Pertanyaan ini disampaikan oleh Ghopur karena bangsa ini secara berturut-turut prestasi buruk diraih di dunia internasional, khususnya persoalan korupsi serta penghasil gembong teroris.
“Kita pemenang lomba korupsi, bangsa penghasil teroris, masyarakat miskin, lamban dalam penanganan bencana alam serta dicap sebagai negara tidak aman untuk berinvestasi, dan lain-lain,” kata Ghopur dalam diskusi ramadhan “Rejuvenasi Pancasila“ di PBNU, Jakarta, Senen (12/6/2017) kemarin.
Dengan sederet prestasi terburuk tersebut, Ghopur kembali bertanya, layakkah warga Indonesia berbangga menjadi sebuah bangsa besar?
Untuk diketahui Rejuvinasi adalah upaya peremajaan pada Pancasila sebagai dasar negara. Di mana semangat untuk mengembalikan nilai-nilai Pancasila seperti apa yang ada dalam butir-butir Pancasila.
“Tentu saja jawabannya sangat tergantung dari posisi apa yang sedang kita jalani sekarang. Jika posisi kita adalah TKI atau pengangguran, maka jelas, Indonesia tidaklah berarti apa-apa,” ujarnya.
Sebaliknya, lanjut Ghopur yang juga kader NU ini, jika posisi patokan kesuksesan Indonesia adalah koruptor, pengusaha hitam, teroris, pejabat pemerintah, dan para penjual ayat-penjual agama. Maka jelas, Indonesia adalah negeri sorga bagi mereka penganut paham tersebut.
Pada saat yang bersamaan, ungkapnya intelektual muda NU ini, mengungkapkan bahwa Indonesia juga masih mengalami persoalan mendasar terkait merosotnya nilai-nilai kebangsaan, nasionalisme dan semangat kemajemukan sebagai bangsa besar yang multikultural.
Alasan itu Ghopur menilai, masih saja ada upaya pengingkaran terhadap pluralitas bangsa Indonesia yang setiap saat dapat saja muncul ke permukaan.
“Sebagai bangsa yang multi etnis, ras, suku, budaya, bahasa dan agama, secara jujur, kita masih belum bisa menghilangkan atau paling tidak meminimalkan apa yang disebut dengan barrier of psikology (batas psikologis, prasangka) terhadap sesama anak bangsa,” paparnya.
“Itulah ancaman memunculkan konflik bernuansa SARA di negeri ini baik secara vertikal maupun horizontal.
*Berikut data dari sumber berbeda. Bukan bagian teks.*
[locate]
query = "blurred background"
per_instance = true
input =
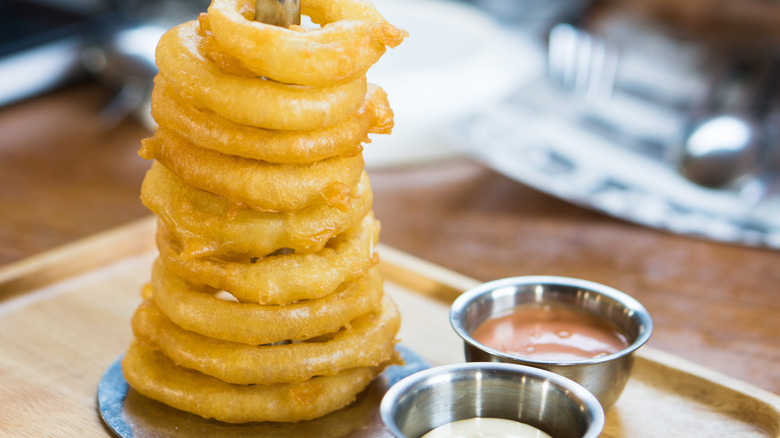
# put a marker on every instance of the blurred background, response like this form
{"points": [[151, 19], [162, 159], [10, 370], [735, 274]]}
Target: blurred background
{"points": [[627, 142], [658, 112]]}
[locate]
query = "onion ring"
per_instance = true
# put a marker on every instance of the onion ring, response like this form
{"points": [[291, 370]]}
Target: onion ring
{"points": [[260, 185], [368, 341], [283, 278], [197, 310], [210, 225], [152, 415], [152, 374], [352, 38], [290, 107], [208, 130]]}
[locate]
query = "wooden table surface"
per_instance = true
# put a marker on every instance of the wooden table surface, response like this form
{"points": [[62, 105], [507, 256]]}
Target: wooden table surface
{"points": [[64, 177]]}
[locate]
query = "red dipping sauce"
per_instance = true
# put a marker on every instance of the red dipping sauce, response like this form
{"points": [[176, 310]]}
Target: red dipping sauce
{"points": [[550, 332]]}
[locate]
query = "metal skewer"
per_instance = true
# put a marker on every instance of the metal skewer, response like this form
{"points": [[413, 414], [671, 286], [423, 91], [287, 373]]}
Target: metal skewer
{"points": [[281, 13]]}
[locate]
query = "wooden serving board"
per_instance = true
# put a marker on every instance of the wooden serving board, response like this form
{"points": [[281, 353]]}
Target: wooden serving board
{"points": [[65, 318]]}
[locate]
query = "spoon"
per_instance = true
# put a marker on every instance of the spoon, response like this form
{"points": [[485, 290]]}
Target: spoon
{"points": [[724, 146]]}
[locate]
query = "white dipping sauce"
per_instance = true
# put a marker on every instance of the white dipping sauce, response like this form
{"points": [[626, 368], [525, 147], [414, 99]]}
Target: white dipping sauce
{"points": [[486, 428]]}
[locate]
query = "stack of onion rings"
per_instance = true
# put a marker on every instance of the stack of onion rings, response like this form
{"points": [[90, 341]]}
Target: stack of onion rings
{"points": [[264, 304]]}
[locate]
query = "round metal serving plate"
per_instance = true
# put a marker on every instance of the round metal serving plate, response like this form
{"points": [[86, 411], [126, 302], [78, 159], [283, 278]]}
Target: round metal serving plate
{"points": [[130, 414]]}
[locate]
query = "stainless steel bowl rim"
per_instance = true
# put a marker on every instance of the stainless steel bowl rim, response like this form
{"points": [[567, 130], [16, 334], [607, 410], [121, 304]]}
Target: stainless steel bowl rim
{"points": [[578, 391], [460, 304]]}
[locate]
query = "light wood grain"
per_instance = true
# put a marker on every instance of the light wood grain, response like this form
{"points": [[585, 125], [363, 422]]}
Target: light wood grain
{"points": [[63, 177], [58, 339]]}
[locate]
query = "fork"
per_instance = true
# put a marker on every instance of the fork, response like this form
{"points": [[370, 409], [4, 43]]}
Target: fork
{"points": [[580, 62]]}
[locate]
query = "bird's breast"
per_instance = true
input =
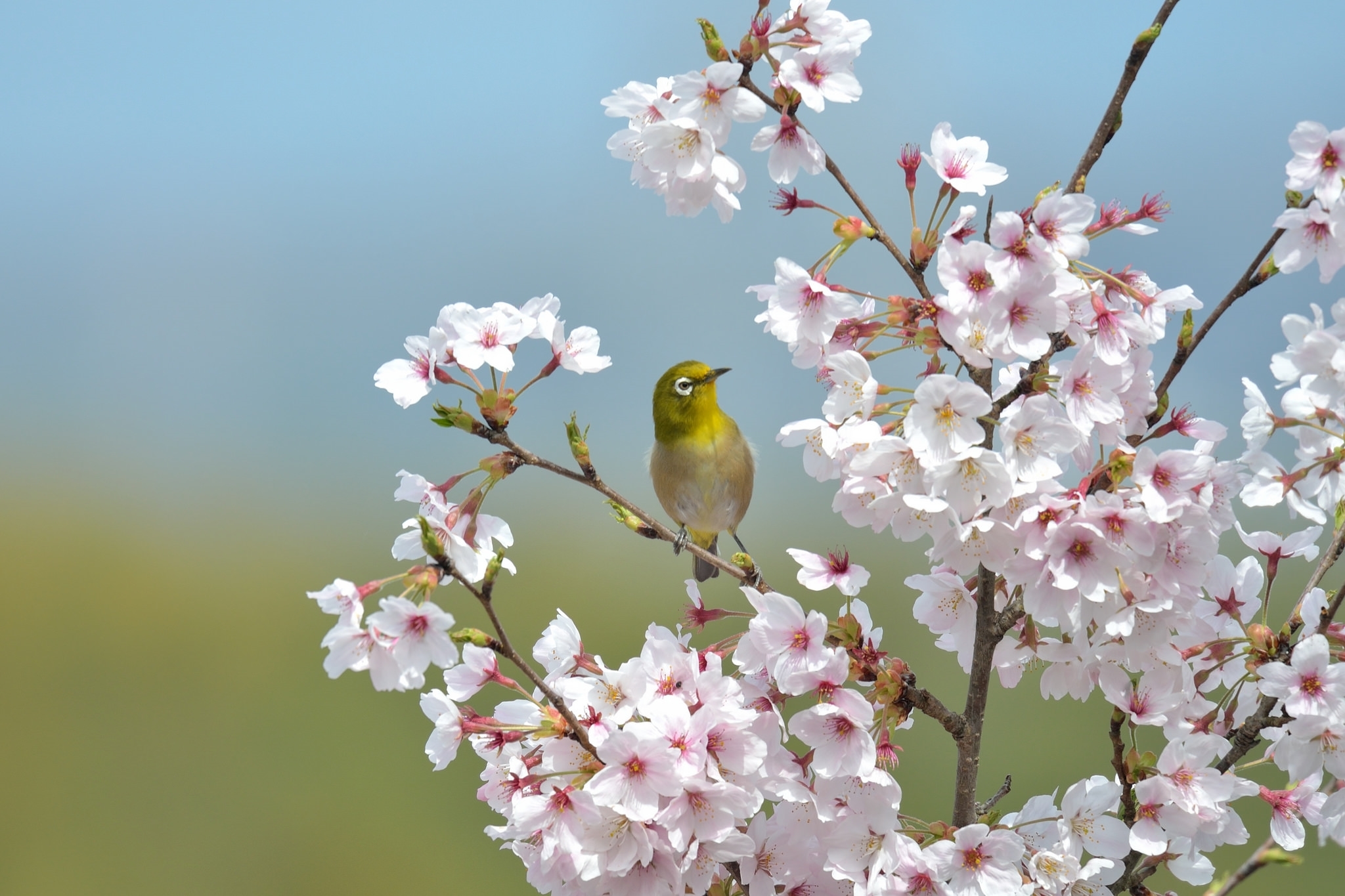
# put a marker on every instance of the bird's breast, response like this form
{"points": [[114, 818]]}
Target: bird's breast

Ini dapat dibuktikan dengan makin maraknya tawuran antar kampung dan pelajar di berbagai daerah. Tawuran yang terjadi kerap kali mengatasnamakan komunitas, nama besar kampung atau sekolah, ras atau etnis, calon Kepala Daerah bahkan atas nama agama dan Tuhan,” sambung Ghopur. (JODIRA)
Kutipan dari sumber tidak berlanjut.